Os bispos que assinaram a nota contra o uso da cruz na parada gay são pastores esclarecidos. O povo de Deus tem direito de esperar deles que não ajam por preconceito contra transexuais e nem por homofobia. Ainda há pessoas de fé e mesmo bispos que, infelizmente, separam o sagrado do profano. Assim, se escandalizam pelo fato de um transexual ter se identificado com Jesus na cruz para expressar a opressão que sofre todos os dias. Nesses dias, cristãos tradicionais criticaram o fato de que, na Bolívia, o presidente Evo Morales tenha presenteado o papa com um crucifixo, cuja cruz é formada por uma foice e uma enxada. Viram nesse fato uma politização da cruz. No entanto, não sentiam nenhum desrespeito à cruz quando generais da ditadura militar usavam a cruz em suas cerimônias de posse. Até pouco tempo, salas de tribunal e o Congresso Nacional tinham uma cruz na parede. Será que Jesus não se sente mais ofendido com certos julgamentos que temos presenciado no Judiciário brasileiro ou com um Congresso que legisla tantas vezes contra os pobres do que com um transexual que tenta chamar atenção para a sua dor? E a cruz continua pregada nas paredes de bancos que ganham 400% de lucro ao ano e exploram de várias formas os pobres.
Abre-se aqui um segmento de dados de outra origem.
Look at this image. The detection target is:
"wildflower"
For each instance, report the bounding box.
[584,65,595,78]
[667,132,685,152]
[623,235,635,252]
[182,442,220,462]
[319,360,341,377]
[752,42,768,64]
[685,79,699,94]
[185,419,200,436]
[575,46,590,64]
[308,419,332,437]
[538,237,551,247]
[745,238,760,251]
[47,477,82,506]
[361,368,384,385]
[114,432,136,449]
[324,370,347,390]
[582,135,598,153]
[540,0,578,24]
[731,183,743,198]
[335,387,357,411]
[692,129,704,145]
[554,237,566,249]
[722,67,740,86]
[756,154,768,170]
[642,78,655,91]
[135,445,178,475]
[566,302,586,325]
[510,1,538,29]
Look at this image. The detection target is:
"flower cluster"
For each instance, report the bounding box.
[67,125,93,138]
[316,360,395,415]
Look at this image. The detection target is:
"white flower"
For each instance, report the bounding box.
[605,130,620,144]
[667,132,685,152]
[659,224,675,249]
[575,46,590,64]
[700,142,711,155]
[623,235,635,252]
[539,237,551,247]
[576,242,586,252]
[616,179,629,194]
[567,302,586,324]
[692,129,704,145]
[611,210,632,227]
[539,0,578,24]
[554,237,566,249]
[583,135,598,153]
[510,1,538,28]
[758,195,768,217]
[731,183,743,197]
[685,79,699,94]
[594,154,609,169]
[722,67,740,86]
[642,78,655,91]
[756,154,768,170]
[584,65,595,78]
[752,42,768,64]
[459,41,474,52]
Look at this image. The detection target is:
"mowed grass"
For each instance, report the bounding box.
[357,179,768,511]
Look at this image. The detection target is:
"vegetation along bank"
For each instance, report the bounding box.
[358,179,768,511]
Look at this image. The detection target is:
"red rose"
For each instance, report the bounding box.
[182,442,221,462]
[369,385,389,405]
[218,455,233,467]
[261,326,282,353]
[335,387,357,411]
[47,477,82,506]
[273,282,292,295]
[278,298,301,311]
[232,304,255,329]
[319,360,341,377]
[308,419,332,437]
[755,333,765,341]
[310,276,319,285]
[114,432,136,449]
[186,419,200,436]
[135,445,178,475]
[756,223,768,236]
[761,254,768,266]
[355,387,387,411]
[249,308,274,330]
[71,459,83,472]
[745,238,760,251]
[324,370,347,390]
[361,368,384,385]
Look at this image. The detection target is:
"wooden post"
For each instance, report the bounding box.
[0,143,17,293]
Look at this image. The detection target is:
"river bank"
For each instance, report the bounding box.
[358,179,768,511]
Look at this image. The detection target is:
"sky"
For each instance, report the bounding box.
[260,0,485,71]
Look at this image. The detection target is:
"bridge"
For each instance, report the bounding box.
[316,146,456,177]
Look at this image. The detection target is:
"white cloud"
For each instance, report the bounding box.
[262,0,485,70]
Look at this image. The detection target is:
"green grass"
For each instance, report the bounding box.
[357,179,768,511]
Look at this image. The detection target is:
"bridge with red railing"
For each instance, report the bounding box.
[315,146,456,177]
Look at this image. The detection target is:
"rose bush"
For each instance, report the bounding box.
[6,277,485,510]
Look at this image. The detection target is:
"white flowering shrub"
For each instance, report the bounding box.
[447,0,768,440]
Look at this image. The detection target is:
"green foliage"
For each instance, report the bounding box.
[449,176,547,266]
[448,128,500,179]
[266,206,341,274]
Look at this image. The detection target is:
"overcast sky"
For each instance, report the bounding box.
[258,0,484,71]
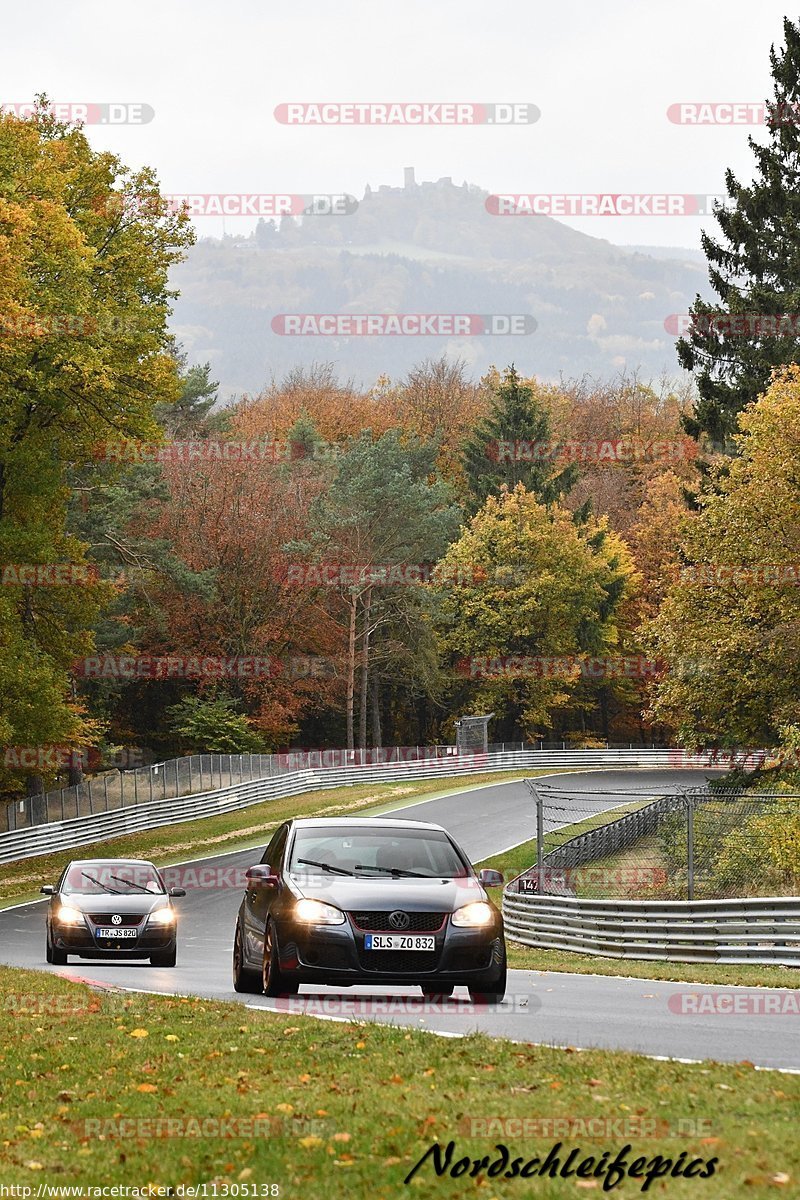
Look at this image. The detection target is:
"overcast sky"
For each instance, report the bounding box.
[3,1,794,248]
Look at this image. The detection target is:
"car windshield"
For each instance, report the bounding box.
[61,863,165,895]
[288,826,469,878]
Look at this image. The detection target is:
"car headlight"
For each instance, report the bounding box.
[294,899,345,925]
[56,904,85,927]
[451,901,494,928]
[147,907,176,927]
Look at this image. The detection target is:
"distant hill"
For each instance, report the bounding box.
[168,174,713,398]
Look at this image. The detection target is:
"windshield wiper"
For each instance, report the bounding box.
[106,874,157,894]
[81,872,122,895]
[295,858,355,876]
[355,864,429,878]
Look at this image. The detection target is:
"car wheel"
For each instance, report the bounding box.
[262,920,298,997]
[45,929,53,964]
[468,943,507,1005]
[150,946,177,967]
[51,942,68,966]
[420,985,454,999]
[233,923,262,994]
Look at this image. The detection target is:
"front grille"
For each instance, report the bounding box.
[359,949,440,973]
[89,913,145,927]
[351,911,447,932]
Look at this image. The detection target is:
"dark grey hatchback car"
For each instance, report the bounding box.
[232,817,506,1001]
[42,858,185,967]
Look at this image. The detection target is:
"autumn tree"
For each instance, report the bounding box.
[647,367,800,745]
[435,484,637,737]
[378,357,488,484]
[556,372,698,537]
[0,101,193,796]
[293,430,461,748]
[625,471,689,622]
[233,363,393,448]
[135,443,336,750]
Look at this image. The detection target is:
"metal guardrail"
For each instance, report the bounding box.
[5,741,689,832]
[502,892,800,966]
[0,747,704,866]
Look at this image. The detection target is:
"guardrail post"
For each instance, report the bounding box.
[535,785,545,894]
[686,792,695,901]
[103,774,109,810]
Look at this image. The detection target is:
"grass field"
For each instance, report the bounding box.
[0,965,797,1197]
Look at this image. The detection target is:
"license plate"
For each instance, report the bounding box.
[95,927,138,939]
[364,934,435,951]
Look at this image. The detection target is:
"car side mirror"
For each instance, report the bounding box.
[245,864,278,888]
[169,887,186,897]
[40,885,55,895]
[478,869,504,888]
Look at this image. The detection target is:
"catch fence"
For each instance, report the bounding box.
[511,782,800,901]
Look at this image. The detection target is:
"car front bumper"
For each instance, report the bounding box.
[52,919,176,959]
[274,912,504,986]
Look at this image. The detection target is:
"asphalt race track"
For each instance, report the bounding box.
[2,768,798,1072]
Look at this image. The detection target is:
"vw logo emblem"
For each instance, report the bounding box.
[388,910,410,930]
[111,914,122,925]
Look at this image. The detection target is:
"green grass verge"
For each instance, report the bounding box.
[0,770,550,909]
[0,965,797,1196]
[503,945,800,989]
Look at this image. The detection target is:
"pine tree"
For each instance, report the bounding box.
[155,353,219,437]
[461,366,578,513]
[679,18,800,447]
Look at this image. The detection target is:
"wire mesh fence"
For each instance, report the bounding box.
[2,743,473,832]
[3,754,277,832]
[510,782,800,901]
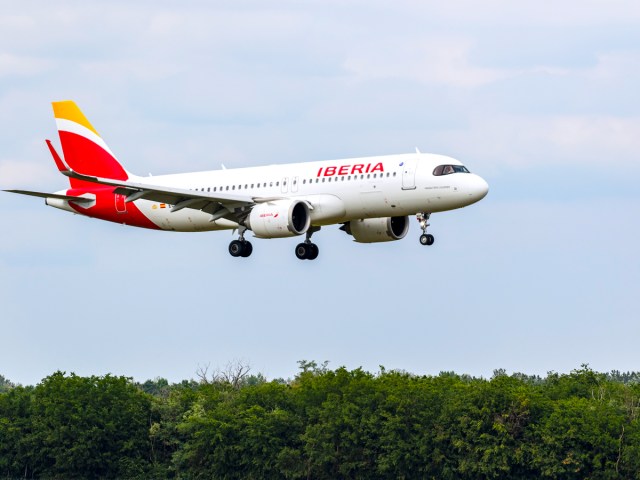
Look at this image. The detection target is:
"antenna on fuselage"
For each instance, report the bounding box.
[415,147,421,154]
[221,164,227,170]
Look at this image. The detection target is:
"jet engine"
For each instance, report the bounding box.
[247,200,310,238]
[341,216,409,243]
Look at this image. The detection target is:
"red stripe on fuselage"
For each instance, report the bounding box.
[68,187,161,230]
[58,131,128,180]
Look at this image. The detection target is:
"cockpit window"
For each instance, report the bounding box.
[433,164,470,176]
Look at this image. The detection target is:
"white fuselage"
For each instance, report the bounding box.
[126,152,488,232]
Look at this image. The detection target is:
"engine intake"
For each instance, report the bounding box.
[247,200,310,238]
[342,216,409,243]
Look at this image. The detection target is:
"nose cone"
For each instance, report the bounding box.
[473,175,489,200]
[458,174,489,206]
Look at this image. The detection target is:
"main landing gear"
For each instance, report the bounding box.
[295,227,320,260]
[417,213,435,246]
[228,227,253,258]
[228,226,321,260]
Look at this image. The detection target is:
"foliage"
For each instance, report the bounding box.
[0,374,16,393]
[1,365,640,479]
[0,372,152,479]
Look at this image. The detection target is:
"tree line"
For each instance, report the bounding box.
[1,362,640,479]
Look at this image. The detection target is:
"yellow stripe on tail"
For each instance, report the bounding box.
[52,100,100,137]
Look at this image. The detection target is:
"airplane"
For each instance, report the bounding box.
[4,101,489,260]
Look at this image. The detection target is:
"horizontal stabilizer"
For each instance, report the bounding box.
[4,189,94,204]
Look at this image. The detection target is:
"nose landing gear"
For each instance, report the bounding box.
[417,213,435,246]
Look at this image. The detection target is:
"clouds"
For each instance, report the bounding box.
[434,113,640,171]
[344,37,511,88]
[1,1,639,384]
[0,53,53,77]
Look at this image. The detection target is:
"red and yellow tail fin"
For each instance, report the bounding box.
[52,101,129,187]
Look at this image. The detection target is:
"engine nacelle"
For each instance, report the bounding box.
[343,216,409,243]
[247,200,310,238]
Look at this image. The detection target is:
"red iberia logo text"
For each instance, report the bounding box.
[317,162,384,177]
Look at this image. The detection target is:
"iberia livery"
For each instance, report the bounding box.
[5,101,489,260]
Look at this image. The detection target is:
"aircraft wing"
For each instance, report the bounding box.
[60,166,261,220]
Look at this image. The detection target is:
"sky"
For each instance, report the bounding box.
[1,0,639,386]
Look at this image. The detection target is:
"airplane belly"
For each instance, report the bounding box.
[303,194,347,225]
[137,201,235,232]
[412,186,460,213]
[358,181,392,217]
[359,191,389,217]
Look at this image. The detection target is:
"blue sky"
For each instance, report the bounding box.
[1,1,639,385]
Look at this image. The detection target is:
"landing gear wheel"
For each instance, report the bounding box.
[295,242,319,260]
[419,234,435,246]
[229,240,244,257]
[240,241,253,257]
[295,243,308,260]
[296,226,321,260]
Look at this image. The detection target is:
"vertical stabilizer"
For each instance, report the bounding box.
[52,101,129,186]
Esse tipo de conflito nos faz compreender melhor porque Jesus foi condenado pelo pretório (poder político) e pelo sinédrio (poder religioso do seu tempo). Conforme os evangelhos, ele foi acusado de “blasfemar contra o templo”. O templo era o símbolo mais importante do Judaísmo da época e ele o desrespeitou. Ele afirmou: “Podem destruir esse templo e eu o reedificarei em três dias” O evangelho diz que “ele falava, não da construção de pedra, mas do templo do seu corpo” (João 2, 13 – 21). Sem dúvida, esses bispos são discípulos de Jesus e devem concordar com ele que, de fato, o transexual em questão, é como pessoa, um símbolo muito mais sagrado para a Igreja do que a cruz.